"No Easy Day," written by a former Navy SEAL who helped take down Osama bin Laden, claims the al-Qaida leader did not defend himself during the raid. The book will become available on Sept. 4, earlier than the anticipated Sept. 11 release date. NBC's Jim Miklaszewski reports.
A Navy SEAL who took part in the raid on Osama bin Laden’s compound and witnessed the killing of the 9/11 mastermind says a book he wrote about the mission is not a political statement.
Responding to criticism that the book was intended to influence the presidential election, the former SEAL told CBS News that he wrote it to honor victims of the 9/11 terror attacks and the hundreds of people who made the raid a success.
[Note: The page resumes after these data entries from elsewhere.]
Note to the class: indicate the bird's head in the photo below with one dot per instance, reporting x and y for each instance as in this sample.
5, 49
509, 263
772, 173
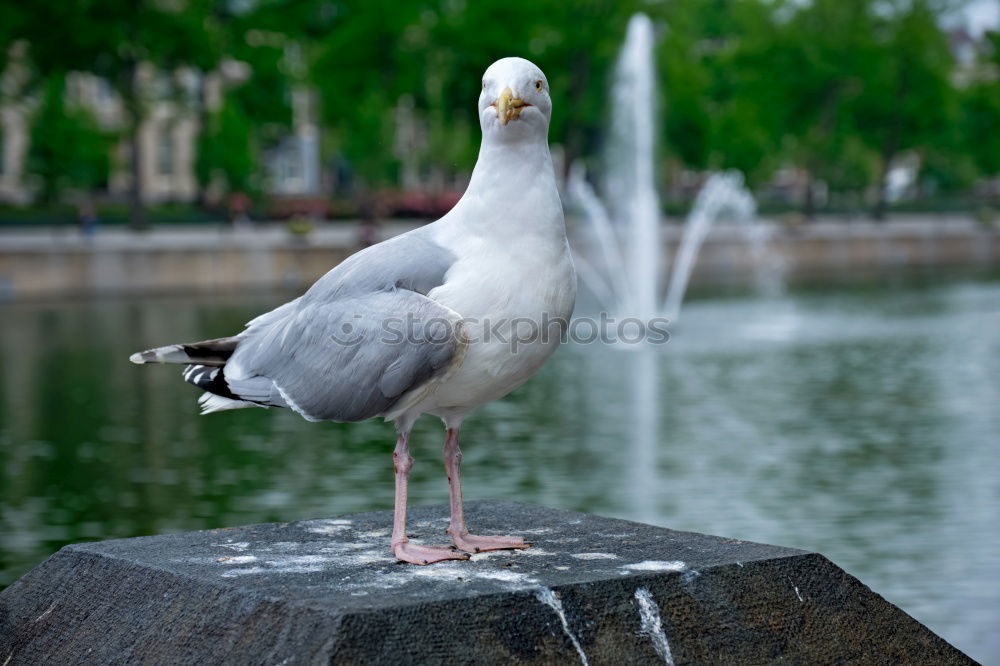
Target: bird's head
514, 103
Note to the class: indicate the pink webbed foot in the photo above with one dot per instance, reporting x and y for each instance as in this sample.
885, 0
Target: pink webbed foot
472, 543
417, 554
The book, entitled “No Easy Day,” had been scheduled for release on Sept. 11 to commemorate the attack on the World Trade Center towers and the Pentagon in 2001, but it instead will be made available on Sept. 4. The book is already No. 1 in sales on Amazon.com.
CBS News said Mark Owen — a fake name meant to hide his identity — was disguised for the "60 Minutes" interview as a security measure. His voice was also altered.
"He has been professionally made up by a professional makeup artist to look completely different than his true self," Kevin Tedesco, executive director of communications of "60 Minutes," told NBC News on Thursday. "He was fully comfortable to go on camera without it, but we used makeup."
Some media outlets learned Owen’s real name and published it, sending him into hiding.
“You know, if these crazies on either side of the aisle want to make it political, shame on them,” Owen told CBS. “This is a book about September 11th, and it needs to rest on September 11th. Not be brought into the political arena, because this — this has nothing to do with politics.
An excerpt of Scott Pelley's interview for "60 Minutes" was posted on the CBS News website on Thursday.
In the interview, Owen emphasizes that hundreds of Americans participated in the advance work that led to the raid on the compound in Abbottabad, Pakistan. That included collecting intelligence, detailed planning and even building a full-sized replica of the compound for training.
“We just took care of the last 40 minutes,” Owen said.